Estaba tan cansada que casi no me pude desmaquillar. No me costó conciliar el sueño, todavía con el esperma de Raúl moviéndose garganta arriba y abajo a pesar del buen vaso de agua que me había bebido. Dormí muy bien, mejor de lo que recordaba que se podía. Los sueños que tuve, en cambio, fueron más eróticos que nunca. Volvía a ser un hombre que se follaba a una chica que era igualita que yo pero con las tetas mucho más grandes y el culo de proporciones lógicas. Me desperté cuando estaba cerca de alcanzar el orgasmo en el coñito de la morenaza. Lo hice con una mano en lo que una vez fue mi rabo, intentado pajear una erección que no tendría jamás. Mi deseo por correrme era una necesidad física y dolorosa, como si hiciera mucho que no lo conseguía y pudiera solucionarlo esa mañana de sábado antes de volver a los brazos de Morfeo. Asir esa cosita blanda que me habían dejado, tan insensible como un dedo del pie me alarmó. Al sentarme, noté mis pequeños pechos bambolearse. Los cubrí con mis palmas y noté su extrema sensibilidad. Todos mis recuerdos me inundaron de golpe. Volví a saber quién era y, con ello, que no tenía forma alguna de encontrar alivio sexual verdadero. Que siempre estaría caliente y dispuesta a dar el placer que a mí me estaba vedado.

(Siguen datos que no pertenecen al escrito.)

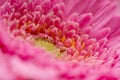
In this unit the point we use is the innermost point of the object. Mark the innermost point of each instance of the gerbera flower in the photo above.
(59, 40)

Como los primeros días de mi nueva vida, volví a intentar sentir algo en mi colgajo. Me hice daño antes de parar y recurrir a mis tetitas con forma de media pelota de tenis y sus aréolas gigantes, tan sensibles. Después de rozarlas y pellizcarlas, sintiendo oleadas de placer eléctrico, pasé a acariciarme la piel de los brazos y del torso. En breve estaba jadeando y moviendo mis caderas en el aire. En la pasión del momento no me daba cuenta de que lo hacía como si yo fuera la penetrada. Mi gigantesco culo ondulaba como la gelatina tanto que hasta fui consciente de ello en mi estado. No solo no me importó, sino que me gustó. Ante la futilidad de mi autoerotismo, deseé que un macho me lo estuviera sujetando para follarme muy duro. Ojalá ese macho fuera yo. Esa dicotomía me estaba volviendo loca. Paré cuando todos los gestos habían dejado de ser placenteros para ser molestos. Seguía tan insatisfecha que lloré. Pensé en llamar a Raúl y que viniera a follarme en ese mismo momento. Fui capaz de sobreponerme. Grité de desesperación y luego sollocé largo rato en la almohada, hasta que oí que llamaban a la puerta. No podía abrir en ese estado, pero mi personalidad complaciente me obligaba a ello. Era Natalia.

—¿Te pasa algo, Laura? He oído unos gritos horrorosos.

—No es nada. Necesito un ratito para mí, eso es todo.

—Tú no estás bien. Ábreme.

No quería, pero no podía evitarlo. Era mi amiga, quizá la única, y me lo había pedido.

Solo llevaba un camisón tan finito que era casi transparente. Sus tetazas se bamboleaban dentro y el cinturón de castidad era visible. Me cubría la cara para que no me viera con los ojos hinchados y sin maquillar.

—¿Tan mal fue la cita de anoche?

—¡No! No es eso. Es que... ¡he tenido el más erótico de los sueños y no puedo correrme para relajarme! Es la peor de las torturas.

Volví de nuevo a llorar, esta vez abrazada a ella, de puntillas sobre mis deditos, porque estaba descalza. Así seguí hasta que me empezaron a dar calambres. Cuando nos separamos, vi que ella también tenía las mejillas húmedas por mi pena. Me sujetó de los hombros, con un apretón cariñoso, y me mandó a lavarme la cara. Me sentí humillada porque me había visto al natural. En esa situación no había comparación entre ambas. Su carita imperturbable de muñeca de porcelana me dejaba a la altura de un orco sin mis afeites.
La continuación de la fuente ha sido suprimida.